We used Parameter efficient finetuning for pretraining, using Low Rank Adaptation (LoRA), to achieve a training loss of approximately 2.8 after training for almost 2 days.
NOTE
It is important to resize the embedding layer and corresponding language modeling head of Llama model to incorporate addition of new vocabulary in existing llama tokenizer. The method below handles the resizing mentioned above. For improving the performance of model training, it is crucial to pad embedding matrix to multiple of 64. For more information refer to the appendix below.
Finetuning
Our fine-tuning process involves utilizing approximately 200K Marathi instructions, which required translating the Alpaca dataset to Marathi using Google translate. However, due to inaccuracies in the translations, we had to meticulously clean numerous data points to ensure coherence in both instructions and responses within the dataset. In addition to the Alpaca instructions, we incorporated additional datasets such as ai4bharat/IndicQuestionGeneration, ai4bharat/IndicSentiment, and ai4bharat/IndicParaphrase, for further fine-tuning.
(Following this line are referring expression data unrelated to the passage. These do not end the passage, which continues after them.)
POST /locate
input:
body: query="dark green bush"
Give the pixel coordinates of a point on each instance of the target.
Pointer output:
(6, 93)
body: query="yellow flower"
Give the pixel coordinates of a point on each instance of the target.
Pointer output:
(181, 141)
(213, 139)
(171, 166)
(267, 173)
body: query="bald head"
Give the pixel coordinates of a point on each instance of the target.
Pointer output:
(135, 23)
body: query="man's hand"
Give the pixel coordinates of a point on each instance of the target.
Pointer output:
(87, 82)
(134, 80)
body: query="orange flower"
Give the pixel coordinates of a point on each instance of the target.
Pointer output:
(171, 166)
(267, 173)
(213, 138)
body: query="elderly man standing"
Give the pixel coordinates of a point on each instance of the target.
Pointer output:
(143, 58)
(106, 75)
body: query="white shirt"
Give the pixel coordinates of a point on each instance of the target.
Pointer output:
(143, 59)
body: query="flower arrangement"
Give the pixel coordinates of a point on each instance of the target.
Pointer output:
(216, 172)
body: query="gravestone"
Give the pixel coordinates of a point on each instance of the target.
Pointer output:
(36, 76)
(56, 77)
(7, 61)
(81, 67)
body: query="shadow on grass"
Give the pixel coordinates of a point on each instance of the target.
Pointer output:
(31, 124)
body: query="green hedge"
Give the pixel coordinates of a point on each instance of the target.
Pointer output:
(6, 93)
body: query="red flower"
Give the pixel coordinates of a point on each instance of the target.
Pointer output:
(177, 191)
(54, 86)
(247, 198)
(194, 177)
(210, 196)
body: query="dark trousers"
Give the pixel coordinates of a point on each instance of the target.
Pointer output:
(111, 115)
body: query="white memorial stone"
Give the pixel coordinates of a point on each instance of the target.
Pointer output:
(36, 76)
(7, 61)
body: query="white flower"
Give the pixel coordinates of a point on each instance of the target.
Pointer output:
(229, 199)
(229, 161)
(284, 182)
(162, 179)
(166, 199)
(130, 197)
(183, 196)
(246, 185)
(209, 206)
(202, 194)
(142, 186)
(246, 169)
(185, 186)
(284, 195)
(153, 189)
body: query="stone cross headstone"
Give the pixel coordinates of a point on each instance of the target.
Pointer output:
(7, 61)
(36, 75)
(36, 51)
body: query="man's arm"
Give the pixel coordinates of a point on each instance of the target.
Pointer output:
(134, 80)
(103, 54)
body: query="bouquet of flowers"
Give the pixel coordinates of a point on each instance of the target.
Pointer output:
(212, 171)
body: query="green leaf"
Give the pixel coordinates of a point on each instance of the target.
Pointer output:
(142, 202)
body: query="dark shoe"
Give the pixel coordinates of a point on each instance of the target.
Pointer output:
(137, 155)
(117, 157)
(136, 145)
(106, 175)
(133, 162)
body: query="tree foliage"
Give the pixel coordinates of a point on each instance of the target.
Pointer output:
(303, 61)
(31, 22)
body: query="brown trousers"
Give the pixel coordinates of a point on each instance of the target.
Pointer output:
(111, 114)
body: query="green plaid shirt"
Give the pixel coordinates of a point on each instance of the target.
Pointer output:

We ran finetuning job for close to 12 hours on A100 40GB on the Google colab, with training precision bfloat16. We achieved a fine-tuning loss of approximately 0.7. We deliberately exclude code related instructions from the fine-tuning dataset.
आपण एक मदतगार, आदरणीय आणि प्रामाणिक सहाय्यक आहात.नेहमी शक्य तितकी उपयुक्त उत्तर द्या. तुमची उत्तरे हानिकारक, अनैतिक, वर्णद्वेषी, लैंगिकतावादी, हानिकारक, धोकादायक किंवा बेकायदेशीर नसावीत. कृपया खात्री करा की तुमची उत्तरे सामाजिक दृष्टिकोनाने निष्पक्ष आणि सकारात्मक स्वरूपाची आहेत. जर एखाद्या प्रश्नाला काही अर्थ नसेल किंवा वस्तुस्थितीशी सुसंगती नसेल, तर उत्तर देण्याऐवजी काहीतरी बरोबर का नाही हे स्पष्ट करा. तुम्हाला एखाद्या प्रश्नाचे उत्तर माहित नसल्यास, कृपया चुकीची माहिती देऊ नये.
### Instruction:
<instruction>
### Input:
<input data>
### Response:
Evaluation
We did a manual round of evaluations using internet data (we have released the evaluation data here). This is a fairly small dataset with 100 questions taken from the internet. We understand that a better evaluation method is needed to benchmark our model, this being the first iteration we decided to proceed with manual evaluation.
Our main aim was to see if the model understands basic instructions, if so how well is it able to understand it, hence we have limited our evaluation to Reading comprehension, Translation, Sentiment Analysis, Paraphrasing like tasks.
Summary
NOTE
Misal-1B, built upon the TinyLlama model for Marathi, demonstrates an understanding of the language but currently falls short of Misal-7B in performance. This might be due to its smaller size and the data used for training TinyLlama.
However, we're actively working on improvements, we aim to significantly enhance Misal-1B's capabilities and bring it closer to its full potential.
While Misal-7B demonstrates strong language capabilities, there are a few areas where it can be further refined:
Creative Content Generation: While proficient in many areas, Misal-7B may require additional fine-tuning to excel at creative tasks such as writing essays, emails, or poems.
Conciseness and Relevance: In certain cases, the model's responses may be overly verbose. Improving its ability to provide concise and focused answers is a key area of focus.
Number Formatting: There's room for improvement in accurately formatting numbers, especially within numbered lists.
Repetition Reduction: In longer outputs, the model may occasionally repeat words or phrases. Refining its ability to generate diverse and varied language is an ongoing effort.